House Passes Legislation To Prohibit Regulation Based On "Secret Science"

Back in August House Republicans, including North Dakota Rep. Kevin Cramer, released what they described as secret maps created by the EPA in relation to controversial Waters of the U.S. regulations. Many believe those maps represent areas (and by areas I mean pretty much the entirety of North Dakota) the EPA intends to exercise regulation over if the EPA gets their way.

The maps were only made public after the EPA was badgered into releasing them by the House Committee on Science, Space and Technology.

Now the House is taking action against the wider use of “secret science” – studies and research not available to the public – to justify regulation. Video of Rep. Kevin Cramer speaking on the floor of the House in favor of the legislation is above.

The legislation in question is the Secret Science Reform Act of 2014. It passed today on a largely party-line vote, 237-190.

“Time and time again, the EPA has refused to provide the scientific data they claim to be using to justify their regulatory decisions. Even after we voted for a subpoena in the House Science Committee, they have continued to insist on secrecy. If the EPA wants to tell North Dakota how to run our energy industry, operate our farms, and take care of our air and water, then we ought to at least be able to look at the data they’re using to draw their conclusions,” Cramer said in a press release applauding the passage of the legislation.

In his floor speech, he pointed out regulation that is taking place here in North Dakota right now based on studies that aren’t available to the public.

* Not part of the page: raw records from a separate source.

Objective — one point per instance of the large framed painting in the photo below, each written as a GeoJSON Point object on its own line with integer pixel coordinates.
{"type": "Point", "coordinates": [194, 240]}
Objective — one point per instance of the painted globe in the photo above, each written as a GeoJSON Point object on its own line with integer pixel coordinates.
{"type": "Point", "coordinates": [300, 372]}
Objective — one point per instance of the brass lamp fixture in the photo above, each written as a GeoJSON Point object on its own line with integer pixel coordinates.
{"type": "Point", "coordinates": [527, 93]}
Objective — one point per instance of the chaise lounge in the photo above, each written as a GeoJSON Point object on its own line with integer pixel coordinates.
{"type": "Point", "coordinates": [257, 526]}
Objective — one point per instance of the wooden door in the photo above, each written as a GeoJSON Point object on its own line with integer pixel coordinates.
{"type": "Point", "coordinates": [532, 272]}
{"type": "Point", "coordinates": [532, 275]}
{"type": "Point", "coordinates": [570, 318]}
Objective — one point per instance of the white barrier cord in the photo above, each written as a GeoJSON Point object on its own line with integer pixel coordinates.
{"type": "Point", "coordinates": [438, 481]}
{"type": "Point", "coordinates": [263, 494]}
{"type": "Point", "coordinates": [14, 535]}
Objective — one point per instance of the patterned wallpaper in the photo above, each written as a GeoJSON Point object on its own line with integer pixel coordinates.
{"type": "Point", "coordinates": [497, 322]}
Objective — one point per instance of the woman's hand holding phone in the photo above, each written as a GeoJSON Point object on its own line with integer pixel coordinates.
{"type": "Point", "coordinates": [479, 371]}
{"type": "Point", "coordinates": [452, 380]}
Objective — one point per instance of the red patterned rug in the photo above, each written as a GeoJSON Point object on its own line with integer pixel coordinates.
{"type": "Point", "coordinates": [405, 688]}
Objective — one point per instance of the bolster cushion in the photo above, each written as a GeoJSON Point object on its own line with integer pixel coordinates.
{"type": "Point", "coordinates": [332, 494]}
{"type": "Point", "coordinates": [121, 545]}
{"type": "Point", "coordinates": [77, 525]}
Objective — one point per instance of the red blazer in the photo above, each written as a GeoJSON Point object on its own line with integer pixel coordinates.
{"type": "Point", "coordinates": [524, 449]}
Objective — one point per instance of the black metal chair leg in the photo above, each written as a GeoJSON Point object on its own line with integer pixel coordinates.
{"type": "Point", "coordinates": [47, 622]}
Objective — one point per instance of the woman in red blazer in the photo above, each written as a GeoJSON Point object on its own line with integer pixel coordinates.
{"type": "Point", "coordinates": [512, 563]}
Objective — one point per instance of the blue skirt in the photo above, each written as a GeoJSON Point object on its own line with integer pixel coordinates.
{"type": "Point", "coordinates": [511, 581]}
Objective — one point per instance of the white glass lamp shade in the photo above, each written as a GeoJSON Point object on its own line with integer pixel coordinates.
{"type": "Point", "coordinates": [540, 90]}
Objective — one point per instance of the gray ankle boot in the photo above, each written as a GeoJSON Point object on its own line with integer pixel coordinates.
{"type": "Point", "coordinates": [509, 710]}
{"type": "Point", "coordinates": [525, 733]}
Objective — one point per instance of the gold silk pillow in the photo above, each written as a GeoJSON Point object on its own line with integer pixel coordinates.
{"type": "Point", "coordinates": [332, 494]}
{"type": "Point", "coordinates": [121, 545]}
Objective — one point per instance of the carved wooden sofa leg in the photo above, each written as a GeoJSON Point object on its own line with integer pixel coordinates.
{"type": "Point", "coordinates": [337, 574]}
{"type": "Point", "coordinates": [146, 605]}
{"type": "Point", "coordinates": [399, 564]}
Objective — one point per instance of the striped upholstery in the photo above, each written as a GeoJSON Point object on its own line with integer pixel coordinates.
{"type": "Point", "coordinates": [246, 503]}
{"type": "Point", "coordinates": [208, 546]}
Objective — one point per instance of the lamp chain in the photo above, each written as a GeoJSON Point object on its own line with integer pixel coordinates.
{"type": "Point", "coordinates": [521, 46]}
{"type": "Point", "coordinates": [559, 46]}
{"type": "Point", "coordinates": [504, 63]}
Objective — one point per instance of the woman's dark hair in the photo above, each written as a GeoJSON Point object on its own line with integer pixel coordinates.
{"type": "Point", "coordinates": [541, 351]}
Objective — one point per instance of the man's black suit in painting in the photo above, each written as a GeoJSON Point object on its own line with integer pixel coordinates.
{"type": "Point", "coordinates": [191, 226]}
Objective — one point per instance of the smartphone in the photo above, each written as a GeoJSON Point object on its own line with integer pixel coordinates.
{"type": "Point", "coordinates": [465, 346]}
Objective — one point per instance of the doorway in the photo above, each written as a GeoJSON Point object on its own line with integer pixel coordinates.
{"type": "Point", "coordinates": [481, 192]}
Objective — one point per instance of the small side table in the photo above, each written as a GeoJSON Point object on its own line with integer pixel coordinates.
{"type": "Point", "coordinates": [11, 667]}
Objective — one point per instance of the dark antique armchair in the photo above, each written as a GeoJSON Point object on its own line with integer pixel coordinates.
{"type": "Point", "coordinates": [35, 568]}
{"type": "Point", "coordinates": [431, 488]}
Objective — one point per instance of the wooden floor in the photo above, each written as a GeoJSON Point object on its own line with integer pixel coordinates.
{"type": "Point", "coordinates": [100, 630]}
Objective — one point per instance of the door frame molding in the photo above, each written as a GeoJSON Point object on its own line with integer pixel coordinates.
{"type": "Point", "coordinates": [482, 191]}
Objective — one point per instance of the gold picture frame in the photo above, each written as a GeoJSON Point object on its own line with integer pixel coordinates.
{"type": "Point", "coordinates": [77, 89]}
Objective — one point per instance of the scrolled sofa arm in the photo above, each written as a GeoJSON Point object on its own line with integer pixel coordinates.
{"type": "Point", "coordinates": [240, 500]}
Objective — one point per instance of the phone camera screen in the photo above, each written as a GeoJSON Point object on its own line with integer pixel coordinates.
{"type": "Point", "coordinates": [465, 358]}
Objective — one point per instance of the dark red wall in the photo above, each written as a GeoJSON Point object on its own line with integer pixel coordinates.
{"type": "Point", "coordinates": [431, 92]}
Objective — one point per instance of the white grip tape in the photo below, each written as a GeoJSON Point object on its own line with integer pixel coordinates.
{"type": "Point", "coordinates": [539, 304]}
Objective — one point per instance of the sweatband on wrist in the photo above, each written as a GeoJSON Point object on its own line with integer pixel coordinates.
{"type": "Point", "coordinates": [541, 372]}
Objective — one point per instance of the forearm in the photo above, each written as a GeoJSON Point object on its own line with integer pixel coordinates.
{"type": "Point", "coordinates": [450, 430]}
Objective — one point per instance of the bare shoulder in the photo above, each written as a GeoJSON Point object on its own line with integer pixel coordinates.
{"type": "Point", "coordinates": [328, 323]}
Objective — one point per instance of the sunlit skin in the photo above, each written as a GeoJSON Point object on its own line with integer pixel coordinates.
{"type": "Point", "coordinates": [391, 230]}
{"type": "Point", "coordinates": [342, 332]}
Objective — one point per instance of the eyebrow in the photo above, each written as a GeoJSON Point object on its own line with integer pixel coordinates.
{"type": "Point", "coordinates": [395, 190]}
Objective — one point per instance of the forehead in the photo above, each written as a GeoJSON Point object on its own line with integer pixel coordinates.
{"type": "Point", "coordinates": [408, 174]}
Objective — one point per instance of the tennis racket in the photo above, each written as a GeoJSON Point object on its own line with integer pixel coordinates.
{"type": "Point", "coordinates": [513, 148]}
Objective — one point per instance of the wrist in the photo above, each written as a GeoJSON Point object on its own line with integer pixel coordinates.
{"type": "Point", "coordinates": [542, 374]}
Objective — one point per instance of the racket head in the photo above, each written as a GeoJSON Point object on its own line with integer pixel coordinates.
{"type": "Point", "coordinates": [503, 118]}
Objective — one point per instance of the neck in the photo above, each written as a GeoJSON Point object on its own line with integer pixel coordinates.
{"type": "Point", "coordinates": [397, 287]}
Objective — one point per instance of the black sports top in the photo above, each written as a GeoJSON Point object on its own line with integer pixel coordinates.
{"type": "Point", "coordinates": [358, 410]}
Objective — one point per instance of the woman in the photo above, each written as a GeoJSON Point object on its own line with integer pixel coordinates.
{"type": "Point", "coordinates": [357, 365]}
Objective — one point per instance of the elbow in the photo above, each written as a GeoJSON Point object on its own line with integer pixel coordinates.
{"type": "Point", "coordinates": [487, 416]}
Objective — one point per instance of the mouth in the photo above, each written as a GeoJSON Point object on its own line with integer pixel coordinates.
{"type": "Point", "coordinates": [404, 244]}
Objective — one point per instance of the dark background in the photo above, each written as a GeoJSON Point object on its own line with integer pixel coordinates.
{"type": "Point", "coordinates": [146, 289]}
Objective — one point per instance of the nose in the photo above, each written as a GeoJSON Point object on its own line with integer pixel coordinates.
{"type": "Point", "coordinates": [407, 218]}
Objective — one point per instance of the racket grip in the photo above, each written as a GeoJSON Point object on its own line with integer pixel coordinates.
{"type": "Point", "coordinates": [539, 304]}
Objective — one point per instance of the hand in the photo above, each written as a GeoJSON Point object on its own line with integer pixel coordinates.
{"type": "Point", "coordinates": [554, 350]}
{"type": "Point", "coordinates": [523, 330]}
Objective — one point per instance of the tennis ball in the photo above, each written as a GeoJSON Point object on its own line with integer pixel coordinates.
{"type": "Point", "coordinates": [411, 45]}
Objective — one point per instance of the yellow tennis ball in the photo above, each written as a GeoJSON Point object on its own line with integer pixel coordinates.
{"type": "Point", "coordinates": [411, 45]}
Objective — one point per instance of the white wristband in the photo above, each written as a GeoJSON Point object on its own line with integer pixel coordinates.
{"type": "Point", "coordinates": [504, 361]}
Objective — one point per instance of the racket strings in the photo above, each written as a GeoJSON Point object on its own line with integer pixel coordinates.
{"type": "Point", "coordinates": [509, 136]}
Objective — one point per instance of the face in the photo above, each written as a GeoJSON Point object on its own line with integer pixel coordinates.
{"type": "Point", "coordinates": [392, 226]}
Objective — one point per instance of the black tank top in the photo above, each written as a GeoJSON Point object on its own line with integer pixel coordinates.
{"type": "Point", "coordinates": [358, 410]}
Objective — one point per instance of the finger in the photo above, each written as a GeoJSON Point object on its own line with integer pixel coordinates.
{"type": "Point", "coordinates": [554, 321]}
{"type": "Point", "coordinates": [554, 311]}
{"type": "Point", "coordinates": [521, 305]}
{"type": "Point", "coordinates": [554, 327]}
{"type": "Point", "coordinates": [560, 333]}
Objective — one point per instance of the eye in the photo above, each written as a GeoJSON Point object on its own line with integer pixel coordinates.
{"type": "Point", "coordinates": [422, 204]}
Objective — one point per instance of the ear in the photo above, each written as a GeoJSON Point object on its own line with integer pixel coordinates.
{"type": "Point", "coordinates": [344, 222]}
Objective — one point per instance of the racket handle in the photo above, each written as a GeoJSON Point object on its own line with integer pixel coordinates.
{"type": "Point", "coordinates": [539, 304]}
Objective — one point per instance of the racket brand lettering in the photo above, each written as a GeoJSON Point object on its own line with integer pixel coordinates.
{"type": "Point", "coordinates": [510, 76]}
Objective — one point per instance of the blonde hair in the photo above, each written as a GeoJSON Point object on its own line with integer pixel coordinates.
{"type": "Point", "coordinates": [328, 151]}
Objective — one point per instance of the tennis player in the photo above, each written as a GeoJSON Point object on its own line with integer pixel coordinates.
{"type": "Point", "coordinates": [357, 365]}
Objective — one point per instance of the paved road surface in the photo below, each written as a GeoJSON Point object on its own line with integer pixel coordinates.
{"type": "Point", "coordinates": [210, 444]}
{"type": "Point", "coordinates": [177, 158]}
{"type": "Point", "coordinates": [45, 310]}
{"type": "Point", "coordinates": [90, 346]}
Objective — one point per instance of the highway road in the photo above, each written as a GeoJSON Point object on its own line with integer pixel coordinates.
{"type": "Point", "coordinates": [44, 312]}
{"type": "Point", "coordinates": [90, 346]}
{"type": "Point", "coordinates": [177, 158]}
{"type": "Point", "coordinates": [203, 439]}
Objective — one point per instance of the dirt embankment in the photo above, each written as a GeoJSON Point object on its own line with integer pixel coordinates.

“In western North Dakota we have a brick plant in Hebron – Hebron Brick – that is subject MACT rule, a rule based on studies that are tightly held, and again, only available to the bureaucrats,” Rep. Cramer said in his floor speech. “We have countless acres of private farm land and ranch land in our state and states around us that have been owned privately for generations. It’s up for grabs if this Waters of the U.S. rule continues to go forward. It took forceful inquiry by the Science, Space and Technology Committee to find, to get, to reveal the secret maps the EPA was creating as part of this massive land grab.”

It’s really hard to believe that this sort of legislation is necessary. In fact, this runs contrary to the scientific process. One of the most important aspects of scientific research is the peer review process wherein findings are put before the public so that they can be reviewed and verified or rejected.

If scientific research is to be the basis of public policy, it should be public.